Hack delays Reserve Bank statistics
The Reserve Bank won’t be publishing most of the statistics it usually provides on the banking sector for a few weeks, because of a hack it discovered last week.
The bank said it expected to postpone the publication of most of its statistical releases for ‘‘three to four weeks’’ because of the hack.
A file-sharing system supplied by Californian company Accellion that banks used to submit confidential data to the Reserve Bank was illegally accessed. The hack is believed to have occurred after the bank was slow to patch a serious vulnerability that Accellion identified in the software in December.
A spokesman for the Office of the Privacy Commissioner said no other New Zealand users of the software system, Accellion FTA, had reported a data breach, as might be required under new privacy rules.

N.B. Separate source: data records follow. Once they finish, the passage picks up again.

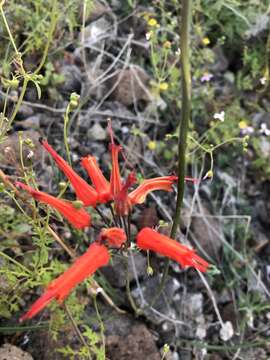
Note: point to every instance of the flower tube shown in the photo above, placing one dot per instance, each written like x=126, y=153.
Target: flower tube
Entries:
x=102, y=186
x=95, y=257
x=138, y=195
x=79, y=218
x=86, y=193
x=114, y=237
x=148, y=239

The Reserve Bank has turned off the file-sharing system while it deals with the breach, and this is affecting its ability to produce its usual reports on the economy.
The bank said the publications that would be affected included those reporting on bank lending, credit card balances, new mortgage data, banks’ balance sheets, and retail interest rates.
The hack could also interfere with the publication of its Decemberquarter Bank Financial Strength Dashboard, scheduled for release on March 3.
The Reserve Bank indicated that it would not be collecting data from banks for statistical purposes until a new secure file transfer system was implemented next month.
Governor Adrian Orr apologised for the breach last week, saying the bank had ‘‘fallen short’’ and that he took personal responsibility for this.
The bank said it now had a good understanding of the extent of the breach, and had been able to tell stakeholders which of their files were ‘‘downloaded illegally’’. The bank has not so far disclosed what that data is, whether it received a ransom demand, or whether it has any information on who might be behind the hack.